I started to think that story about Cool Papa Bell sliding into second base might be true.
“I have been fighting the major leagues for 24 years,” the former pitcher said of his efforts on behalf of the surviving players — now fewer than 65, he added — who did not play four years in the Negro Leagues to qualify for a monthly $375 pension.
“I got the pension for 27 players. But the way the criteria was set up, most of the men did not qualify under those guidelines. You had to play four years in the Negro Leagues to qualify. We cut it down to three years, and now I’m asking them for one year.”
“If they give us the one year, that would include all the (surviving) players.”
It’s only 18 guys, Bose Biddle said. At least as of Thursday.
He has yet to hear back from new baseball commissioner Rob Manfred.
That’s why he and his son are selling his baseball stuff and other memorabilia, to support those 18 guys. The younger Dennis Biddle said you can go on eBay or Amazon to get it, and that perhaps pretty soon you’ll be able to purchase these Negro League artifacts at Walmart, at least if you live in North Carolina.
But then for the next couple of innings, I just chatted baseball with his father.
I learned that Bose Biddle’s contract had been purchased by the Cubs, and he went to spring training with Ernie Banks in 1955, and he broke his ankle during sliding practice. And that pretty much ended his career.
“I struck out Buck O’Neil once, in the 11th inning of a game in Des Moines, Iowa,” he said, pronouncing the “S” in Des Moines. “He don’t remember that. But he remember everything else.”
It was almost like listening to Leonard “The Rooster” Willoughby and “King” Carl Johnson talk about Smelt Night in that satirical tribute to the Negro Leagues on “Saturday Night Live.”
Dennis Biddle tapped me on the knee again. “I knew Cool Papa Bell. Although I couldn’t call him Cool Papa. He said it was Mr. Bell to me.”
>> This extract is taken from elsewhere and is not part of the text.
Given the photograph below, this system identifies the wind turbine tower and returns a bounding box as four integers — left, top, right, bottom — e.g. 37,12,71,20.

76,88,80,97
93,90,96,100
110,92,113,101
He said he played against Hank Aaron, and a guy named Carl Long, “from Birmin’ham.” Unlike the “S” in Des Moines, the “G” in Birmingham was silent to Negro League ballplayers.
He said Carl Long of the Birmin’ham Black Barons hit a ball off him at old Comiskey Park in Chicago that probably is still going. But Long never played in the big leagues, Bose Biddle said.
“This was during the day when they would only take one (black player). He was leading the league in home runs, but they took Willie McCovey instead of him.
“He became my best friend 40 years later.”
You could almost see Rooster Willoughby pushing King Carl Johnson around the front porch in a wheelchair, reminiscing about Smelt Night, and about playing baseball with troublesome legs.
“He died last year,” Bose Biddle said of his pal Carl Long. “He was my best friend.
“I gave the eulogy at his funeral. It was in Kinston, N.C.”